As previously mentioned, Scott and I are working on some pretty cool stuff involving generating code from XML Schema, and then doing various bits of stuff to those generated objects.  Today what I'm pondering is not the code generation part per se, but the bits of stuff afterwards part. 

For example, if you want to take your generated class and serialize it as a string, there are (at least) three options:

  • Generate the serialization code as part of the code generation itself.  E.g. code gen the objects .ToString() method at the same time as the rest of the code.
  • Insert some cues into the object at code gen time, in the form of custom attributes, then reflect over the object at runtime and decide how to serialize it.
  • Insert some cues into the object at code gen time, in the form of custom attributes, then reflect over the object once at runtime and dynamically build the serialization code, which can then be cached (a la the XmlSerializer).

The advantage to number one is that it's fairly easy to understand, the code is pretty easy to generate, and the resulting code is probably the most performant.  The disadvantages are that the code embedded in the code gen process is a bit harder to maintain, since it's "meta-code", and that if you want to support different serialization formats for the same object, you might have to generate quite a lot of code, which embeds a lot of behavior into the objects.  That may not be a bad thing, since the whole point is that you can always regenerate the objects if the serialization behavior needs to change.

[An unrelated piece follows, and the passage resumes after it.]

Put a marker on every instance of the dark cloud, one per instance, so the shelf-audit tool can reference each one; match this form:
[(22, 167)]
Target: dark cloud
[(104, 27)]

The advantage to number two is that it is the most flexible.  The objects don't need to know anything at all about any of the formats they might be serialized into, with the exception of having to be marked up with any appropriate custom attributes.  You can add new serialization methods without having to touch the objects themselves.  The biggest drawback (I think) is the reliance on reflection.  It's hard for some people to understand the reflection model, which might make the code harder to maintain.  Also, there are theoretical performance issues with using reflection all the time (many of which would be solved by #3) although we've been running this code in production and it's performing fine, but that's no guarantee that it always will.  Scott is also a bit concerned that we may run into a situation where our code isn't granted reflection privileges, but in that case we'll have plenty of other problems to deal with too.  As long as our code can be fully trusted I don't think that's a big issue.

The advantage to number three is essentially that of number two, with the addition of extra performance at runtime.  We can dynamically generate the serialization code for each object, and cache the compiled assembly just like the XmlSerializer does.  The biggest disadvantages are that it still leaves open the reflection permission isse, and (first and foremost) it's a lot more work to code it that way.  Like #1, you end up writing meta-code which takes that extra level of abstraction in thinking about.

Practically speaking, so far I find #1 easier to understand but harder to maintain, and #2 easier to maintain but much harder to explain to people. 

If anyone has any opinions or experiences I'd love to hear them.